Gabriel no dijo nada. Dibujó en el suelo una curva que parecía el espinazo de un zorro.

Cuando vuelve la luz, no todo vuelve con ella. La red de agua falla en varias manzanas, y hay que acarrearla en baldes o pedirla prestada. Algunos sistemas electrónicos colapsaron del todo: televisores quemados, routers inertes, heladeras convertidas en cajas vacías. La señal de celular va y viene como un suspiro indeciso. El subte queda días detenido, y muchos empiezan a caminar distancias que antes parecían imposibles. En las oficinas públicas, los datos se borran como si el país hubiera decidido olvidar.

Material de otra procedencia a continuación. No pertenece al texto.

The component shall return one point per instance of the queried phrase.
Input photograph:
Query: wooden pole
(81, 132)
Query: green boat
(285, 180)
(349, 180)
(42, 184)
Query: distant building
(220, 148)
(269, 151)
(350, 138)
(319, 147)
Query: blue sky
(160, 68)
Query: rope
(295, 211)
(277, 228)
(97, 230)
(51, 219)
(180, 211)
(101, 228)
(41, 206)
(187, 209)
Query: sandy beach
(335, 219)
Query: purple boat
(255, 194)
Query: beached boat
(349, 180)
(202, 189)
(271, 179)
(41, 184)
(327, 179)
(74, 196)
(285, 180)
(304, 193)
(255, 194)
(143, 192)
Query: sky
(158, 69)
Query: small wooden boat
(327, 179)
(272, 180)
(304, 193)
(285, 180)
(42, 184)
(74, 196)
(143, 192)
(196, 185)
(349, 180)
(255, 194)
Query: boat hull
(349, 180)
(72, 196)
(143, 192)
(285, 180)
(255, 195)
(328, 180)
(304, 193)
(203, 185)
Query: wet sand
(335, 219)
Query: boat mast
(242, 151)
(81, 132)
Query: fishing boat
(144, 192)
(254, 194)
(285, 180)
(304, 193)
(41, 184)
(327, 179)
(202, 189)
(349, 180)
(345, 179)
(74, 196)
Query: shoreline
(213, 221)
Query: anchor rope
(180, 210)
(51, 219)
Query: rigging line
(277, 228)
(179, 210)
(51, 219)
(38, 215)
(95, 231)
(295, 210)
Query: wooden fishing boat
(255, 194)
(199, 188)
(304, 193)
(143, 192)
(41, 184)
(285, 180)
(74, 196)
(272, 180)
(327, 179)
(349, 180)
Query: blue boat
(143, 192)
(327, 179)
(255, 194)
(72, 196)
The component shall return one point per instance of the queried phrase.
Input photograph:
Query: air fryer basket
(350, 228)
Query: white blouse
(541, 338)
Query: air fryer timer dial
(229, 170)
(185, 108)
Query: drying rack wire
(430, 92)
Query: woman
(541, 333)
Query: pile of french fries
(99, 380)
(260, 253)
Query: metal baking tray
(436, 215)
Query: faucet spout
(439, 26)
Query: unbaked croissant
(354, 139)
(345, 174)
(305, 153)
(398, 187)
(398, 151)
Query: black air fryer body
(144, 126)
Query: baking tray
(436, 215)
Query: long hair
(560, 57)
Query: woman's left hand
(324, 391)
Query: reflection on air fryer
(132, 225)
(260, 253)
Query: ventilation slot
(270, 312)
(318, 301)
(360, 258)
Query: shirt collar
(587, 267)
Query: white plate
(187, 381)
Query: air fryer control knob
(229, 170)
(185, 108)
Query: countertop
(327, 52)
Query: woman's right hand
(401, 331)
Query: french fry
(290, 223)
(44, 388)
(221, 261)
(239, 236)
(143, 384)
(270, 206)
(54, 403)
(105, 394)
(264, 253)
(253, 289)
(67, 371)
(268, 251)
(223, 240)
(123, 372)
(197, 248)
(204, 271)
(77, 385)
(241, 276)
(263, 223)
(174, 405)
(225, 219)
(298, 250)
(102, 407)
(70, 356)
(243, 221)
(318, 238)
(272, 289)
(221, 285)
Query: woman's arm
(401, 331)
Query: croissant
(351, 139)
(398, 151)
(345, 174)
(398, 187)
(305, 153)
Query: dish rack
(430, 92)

Y sin embargo, en ese caos material, algo se sostiene. Una palabra compartida. Un mate en la vereda. Un gesto que dice sin protocolos: estamos acá.”

Pero esta mañana ocurrió lo impensado. Varios vecinos despiertan con alertas bancarias: sumas de dinero depositadas en sus cuentas sin explicación. Cifras modestas para algunos, enormes para otros. No siguen ningún patrón. Nadie sabe si es un error, un hackeo, o una decisión secreta... En los bancos, no atienden. Las líneas caídas, los sistemas lentos, los gerentes mudos. Algunos corren a retirar todo. Otros no tocan nada. Hay quienes donan, quienes esconden, quienes lloran sin saber por qué. Es como si el dinero, de pronto, fuera un abalorio. Un objeto brillante pero vacío. Algo que una vez tuvo sentido, pero que ahora no encuentra su lugar. Una cáscara de valor. Y en ese desconcierto, algunos comienzan a reflexionar sobre otra riqueza: el contacto humano. La conversación lenta. El mate compartido sin apuro. El silencio que no duele. Una mirada que sostiene. Pequeños gestos que no cotizan en bolsa, pero sostienen el alma como una red invisible.

Estan a un paso. A un gesto de empezar a organizarse como pueblo. No como protesta, ni como partido, ni como consigna. Algo más antiguo, más orgánico. Una red hecha de palabras, de comprensión, de solidaridad y contacto sincero cuando de pronto… vuelve el ruido.

La televisión, se encendió sola en algunas casas. Los altavoces de la municipalidad empezaron a emitir. La voz del dictador —esa voz áspera, impostada, inflada — vuelve a gritar por los parlantes oxidados. Habla insultando y amenazando al pueblo. Pero ya, es como si repitiera un guion ajado que nadie le pidió. Como si gritar más fuerte fuera suficiente para callar lo que ya había empezado a decirse.

Nadie se inquieta. Otros apagan todo. Manuel baja la mirada. Gabriel clava el compás en la tierra. Nadie responde en voz alta. Pero entre ellos, algo se sostiene: la certeza de haber escuchado otra música. Y que esa música no se olvida fácil.